Penulis: L Sundana | Editor: AyoBacaNews

AyoBacaNews.com - Kondisi negara pasca pemilu 2024 makin tidak baik-baik saja. Sejumlah dugaan pelanggaran untuk memenangan pasangan capres-cawapres maupun caleg tertentu, makin terendus menyengat baunya.

Jika semua "terbongkar", maka KPU sudah pasti tekan tombol panik, dan Bawaslu sebagai lembaga pengawas makin jelas ompongnya lantaran tak bergigi.

Misal, temuan paling menjeutkan di wilayah Jawa Barat yang memang "kuenya" sangat enak dan banyak diperebutkan. Temuan DEEP Indonesia misalkan. Sebagai lembaga pemantau pemilu terakreditasi di Bawaslu RI, merekam banyak kejanggalan pemilihan di Jawa Barat.

Provinsi yang pernah dipimpin Ridwan Kamil ini, banyak ditemukan masalah mulai dari arus bawah sampai pada Sirekap.

Hingga saat ini pemantauan di lapangan belum selesai rekapitulasi perolehan suara dan penetapan hasil pemilu serentak 2024. 

Temuan DEEP Indonesia, disebutkan banyak probematika di salah satu provinsi yang terbesar jumlah pemilihnya. 

Direktur Democracy and Electoral Empowerment Partnership (DEEP) Indonesia, Neni Nur Hayati menilai, keterlambatan rekapitulasi disebabkan karena permasalahan yang kompleks di lapangan.

Misal terkait dengan permasalahan teknis rekapitulasi dan penghitungan suara, kualitas data pemilih, profesionalitas penyelenggara pemilu, problem sirekap serta kejadian khusus saat rekapitulasi. 
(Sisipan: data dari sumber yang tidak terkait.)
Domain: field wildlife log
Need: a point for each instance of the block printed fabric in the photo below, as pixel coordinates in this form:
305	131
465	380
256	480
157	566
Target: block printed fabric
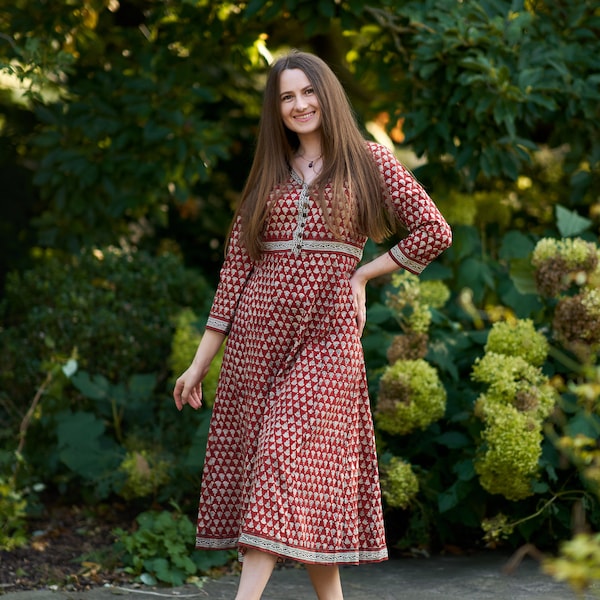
291	466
“Problem tersebut dipicu karena banyaknya TPS yang dilakukan pemungutan suara ulang (PSU), tidak sinkronnya data c hasil, c salinan dan Sirekap yang terjadi di seluruh daerah," kata Neni.

"Dugaan penggelembungan suara dari PPP ke PSI seperti yang terjadi di Kabupaten Tasikmalaya, pergeseran suara caleg di Kabupaten Majalengka." 
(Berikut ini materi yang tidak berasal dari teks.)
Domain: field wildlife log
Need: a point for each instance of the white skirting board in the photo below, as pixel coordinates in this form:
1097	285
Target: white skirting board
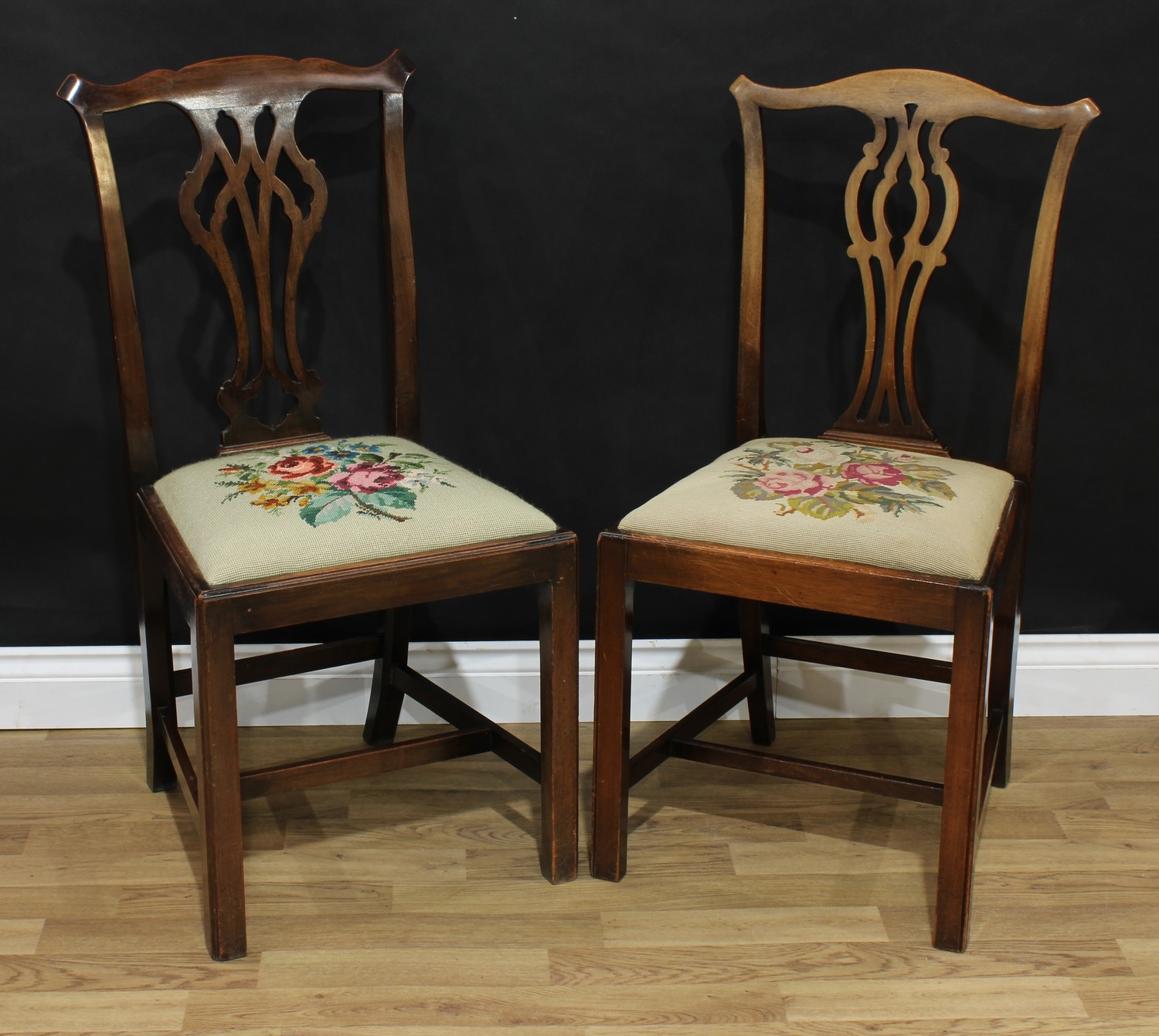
1057	676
"Diberhentikannya 5 anggota PPK Karawang karena terbukti melakukan penggeseran suara baik dari partai ke partai, partai ke caleg." 

"Caleg ke caleg dan pemindahan surat suara tidak sah ke suara caleg, jumlah TPS yang gemuk seperti di Tambun Selatan sejumlah 1222 TPS serta dinamika rekapitulasi di tingkat PPK karena ketidakpuasan saksi,” jelas Neni.
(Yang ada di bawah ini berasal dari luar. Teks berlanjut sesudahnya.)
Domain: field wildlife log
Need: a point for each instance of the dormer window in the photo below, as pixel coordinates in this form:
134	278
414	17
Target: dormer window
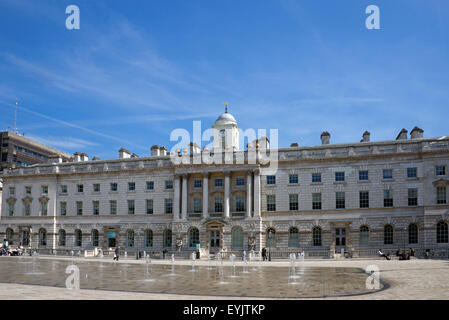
440	170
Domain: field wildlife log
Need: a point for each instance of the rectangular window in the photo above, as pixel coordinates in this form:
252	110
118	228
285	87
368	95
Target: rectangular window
316	201
271	202
387	174
293	179
131	207
293	202
364	199
168	184
218	182
218	205
316	177
63	208
440	170
271	179
197	205
149	206
239	204
363	175
44	208
79	208
96	208
11	209
412	172
27	209
339	176
240	181
197	183
168	206
340	202
113	207
412	197
441	195
388	198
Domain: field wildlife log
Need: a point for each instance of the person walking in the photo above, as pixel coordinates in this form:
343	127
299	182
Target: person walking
116	253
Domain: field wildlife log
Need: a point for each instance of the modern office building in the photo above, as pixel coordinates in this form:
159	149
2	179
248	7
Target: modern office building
18	151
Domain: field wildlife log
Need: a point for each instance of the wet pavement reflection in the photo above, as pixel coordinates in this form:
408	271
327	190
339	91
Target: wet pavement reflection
216	280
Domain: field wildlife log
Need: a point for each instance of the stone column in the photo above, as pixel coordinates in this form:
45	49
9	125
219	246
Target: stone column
205	195
257	193
177	198
184	196
226	194
248	194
Neni juga melihat jika kondisi ini diperparah lembaga Bawaslu yang tidak memiliki data kuat secara berjenjang.

Ini jelas kata dia, proses pengawasan dan penanganan pelanggaran yang kurang maksimal di lapangan dan potensi pelanggaran tidak dapat terhindarkan. 

Melalui surat KPU RI Nomor 454/PL.01.8-SD/05/2024 tentang Pelaksanaan Rekapitulasi Hasil Penghitungan Perolehan Suara Pemilu 2024 menyatakan bahwa jadwal rekapitulasi dan penetapan rekapitulasi hasil penghitungan perolehan suara di tingkat provinsi dilaksanakan pada tanggal 19 Februari 2024 sampai 10 Maret 2024. 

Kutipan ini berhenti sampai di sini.